Lebanon’s rich tapestry of cultural and religious groups, including Christians, Muslims, Druze, and others, has given it a unique character in the Middle East. This diversity has historically allowed Lebanon to be a hub for arts, literature, and intellectual discourse, earning it a reputation as a beacon of culture and coexistence in a region often marked by conflict.

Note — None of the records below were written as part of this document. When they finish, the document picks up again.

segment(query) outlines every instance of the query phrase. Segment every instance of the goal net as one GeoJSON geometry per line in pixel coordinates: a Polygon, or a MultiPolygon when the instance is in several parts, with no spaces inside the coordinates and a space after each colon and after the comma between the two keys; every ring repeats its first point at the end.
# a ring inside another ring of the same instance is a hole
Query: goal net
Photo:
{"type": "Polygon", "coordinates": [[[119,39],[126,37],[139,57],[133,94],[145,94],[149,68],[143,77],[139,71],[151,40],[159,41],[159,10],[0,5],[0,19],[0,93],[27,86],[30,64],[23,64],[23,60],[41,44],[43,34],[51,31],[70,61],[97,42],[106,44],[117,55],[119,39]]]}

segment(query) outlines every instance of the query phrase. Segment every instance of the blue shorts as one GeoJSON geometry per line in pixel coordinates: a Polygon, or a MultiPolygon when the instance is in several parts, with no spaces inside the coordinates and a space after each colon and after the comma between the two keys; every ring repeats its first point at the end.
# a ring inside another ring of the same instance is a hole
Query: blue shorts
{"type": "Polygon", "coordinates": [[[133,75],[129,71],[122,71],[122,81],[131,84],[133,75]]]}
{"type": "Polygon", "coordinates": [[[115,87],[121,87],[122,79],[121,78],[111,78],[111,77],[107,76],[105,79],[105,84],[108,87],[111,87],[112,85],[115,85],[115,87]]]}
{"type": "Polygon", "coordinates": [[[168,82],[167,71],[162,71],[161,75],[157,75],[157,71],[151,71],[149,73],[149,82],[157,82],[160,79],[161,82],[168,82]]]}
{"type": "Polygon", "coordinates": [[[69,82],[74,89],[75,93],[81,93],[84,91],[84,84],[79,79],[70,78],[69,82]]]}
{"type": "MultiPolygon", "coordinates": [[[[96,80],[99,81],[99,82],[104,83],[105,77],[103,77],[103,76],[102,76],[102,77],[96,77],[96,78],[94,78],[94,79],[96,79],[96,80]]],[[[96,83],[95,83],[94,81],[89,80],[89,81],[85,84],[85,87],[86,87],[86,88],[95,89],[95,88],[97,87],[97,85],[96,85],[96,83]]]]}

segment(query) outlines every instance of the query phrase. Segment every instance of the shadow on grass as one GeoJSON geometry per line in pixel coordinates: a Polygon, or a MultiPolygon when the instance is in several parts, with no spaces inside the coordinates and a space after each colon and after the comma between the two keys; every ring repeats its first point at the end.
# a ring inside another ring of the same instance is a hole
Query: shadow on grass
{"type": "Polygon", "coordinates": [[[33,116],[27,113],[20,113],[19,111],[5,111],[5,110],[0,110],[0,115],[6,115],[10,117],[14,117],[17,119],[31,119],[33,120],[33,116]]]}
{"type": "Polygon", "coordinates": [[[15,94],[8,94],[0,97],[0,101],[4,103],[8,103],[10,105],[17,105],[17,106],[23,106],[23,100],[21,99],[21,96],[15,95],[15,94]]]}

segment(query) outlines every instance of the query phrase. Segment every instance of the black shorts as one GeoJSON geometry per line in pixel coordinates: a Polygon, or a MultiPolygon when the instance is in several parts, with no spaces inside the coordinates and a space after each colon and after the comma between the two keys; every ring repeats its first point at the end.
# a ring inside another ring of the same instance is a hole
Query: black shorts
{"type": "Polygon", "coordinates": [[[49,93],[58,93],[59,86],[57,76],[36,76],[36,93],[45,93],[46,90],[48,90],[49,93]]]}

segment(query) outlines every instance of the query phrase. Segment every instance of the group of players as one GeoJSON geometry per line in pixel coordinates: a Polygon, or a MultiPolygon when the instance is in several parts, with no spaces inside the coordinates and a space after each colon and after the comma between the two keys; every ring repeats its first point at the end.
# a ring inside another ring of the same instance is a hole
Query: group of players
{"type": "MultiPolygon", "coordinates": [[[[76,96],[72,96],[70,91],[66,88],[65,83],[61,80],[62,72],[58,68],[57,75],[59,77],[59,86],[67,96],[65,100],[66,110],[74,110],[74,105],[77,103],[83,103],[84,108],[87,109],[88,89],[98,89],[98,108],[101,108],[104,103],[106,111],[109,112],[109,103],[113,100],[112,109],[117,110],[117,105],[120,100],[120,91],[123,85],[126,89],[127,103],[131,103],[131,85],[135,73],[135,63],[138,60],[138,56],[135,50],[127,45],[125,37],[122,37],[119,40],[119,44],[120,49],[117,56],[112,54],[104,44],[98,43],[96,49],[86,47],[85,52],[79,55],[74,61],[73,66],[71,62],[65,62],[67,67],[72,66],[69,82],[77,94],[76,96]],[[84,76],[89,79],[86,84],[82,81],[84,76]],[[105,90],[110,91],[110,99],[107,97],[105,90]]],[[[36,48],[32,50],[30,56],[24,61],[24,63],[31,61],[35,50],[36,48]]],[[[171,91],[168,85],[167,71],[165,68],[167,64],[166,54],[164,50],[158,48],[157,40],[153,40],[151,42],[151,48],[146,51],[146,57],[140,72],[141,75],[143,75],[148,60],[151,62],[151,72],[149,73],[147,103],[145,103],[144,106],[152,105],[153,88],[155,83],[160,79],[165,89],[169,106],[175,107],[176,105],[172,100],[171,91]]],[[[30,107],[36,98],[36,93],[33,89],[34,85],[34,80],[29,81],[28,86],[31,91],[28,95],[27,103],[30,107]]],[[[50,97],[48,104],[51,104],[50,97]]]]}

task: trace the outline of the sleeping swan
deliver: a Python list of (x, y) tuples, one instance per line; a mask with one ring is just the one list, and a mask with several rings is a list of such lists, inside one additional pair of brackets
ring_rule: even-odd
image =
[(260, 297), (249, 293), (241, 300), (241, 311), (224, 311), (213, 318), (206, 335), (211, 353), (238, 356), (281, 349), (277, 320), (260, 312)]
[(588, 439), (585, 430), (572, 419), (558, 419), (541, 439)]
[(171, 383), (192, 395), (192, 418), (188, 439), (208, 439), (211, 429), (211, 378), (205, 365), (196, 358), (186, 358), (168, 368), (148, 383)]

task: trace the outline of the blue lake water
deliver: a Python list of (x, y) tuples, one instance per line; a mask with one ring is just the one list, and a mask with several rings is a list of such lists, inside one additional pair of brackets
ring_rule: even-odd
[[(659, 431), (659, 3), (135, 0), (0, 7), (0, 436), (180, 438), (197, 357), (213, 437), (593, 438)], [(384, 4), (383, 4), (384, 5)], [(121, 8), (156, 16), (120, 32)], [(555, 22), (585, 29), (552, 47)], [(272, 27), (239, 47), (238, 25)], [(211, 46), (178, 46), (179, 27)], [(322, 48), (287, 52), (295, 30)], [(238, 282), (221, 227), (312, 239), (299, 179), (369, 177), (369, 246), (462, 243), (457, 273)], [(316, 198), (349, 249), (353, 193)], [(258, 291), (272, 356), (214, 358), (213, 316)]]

Rising from the Shadows: The Maronite Resistance and Lebanon’s Quest for Autonomy
In post-war Lebanon the tables turned when its neighbouring Arab state Syria received an international mandate to mediate. With the Syrian hegemony over Lebanon political Arabism was being favoured and political Maronitism declined further. The al-Assad regime adopted a politics of forgetting by fostering a collective war amnesia and granting a general amnesty for war criminals. But in the same way as a traumatized person cannot forget what happened, so a traumatized country too cannot forget. This political attempt of silencing the past soon backfired. Protests erupted and paved the way for an anti-Syrian resistance to rise. This resistance came from the only Maronite leader that was not exiled or imprisoned, namely patriarch Nasrallah Sfeir. From 2000 onward he rallied international support for his ‘noble’ cause to save (Christian) Lebanon. With mounting pressure from the Christian resistance, the international community (EU and USA) and the mostly Christian diaspora, especially after the assassination of prime minister Rafic Hariri, Syria withdrew from Lebanon in 2005.
Other nations can learn the importance of fostering inclusive governance and ensuring representation for all factions in society from Lebanon’s experience. The country’s struggles highlight the potential dangers of foreign interference and the crucial role of resilient institutions in safeguarding a nation’s sovereignty. Moreover, Lebanon’s journey underscores the value of dialogue and diplomacy in navigating complex socio-political terrains.
Lebanon’s Echo: A Forewarning for Global Crises
After the Cedar Revolution of 2005, we see Lebanon in total disarray. Stumbling from one crisis to the other. With the 2020 Beirut explosion as the ultimate indication that this country is the textbook example of a failed state. Nothing seems to work anymore. The political system is in deadlock. The presidency is vacant since Michel Aoun left office almost a year ago. It seems that at times of crisis (good) leaders are hard to come by.
Maybe Lebanon is like the harbinger for the rest of the world, because the problems it is facing are not really that different from ours. So unless we learn lessons from (Lebanese) history, we will probably find ourselves in quite the same mess before we know it.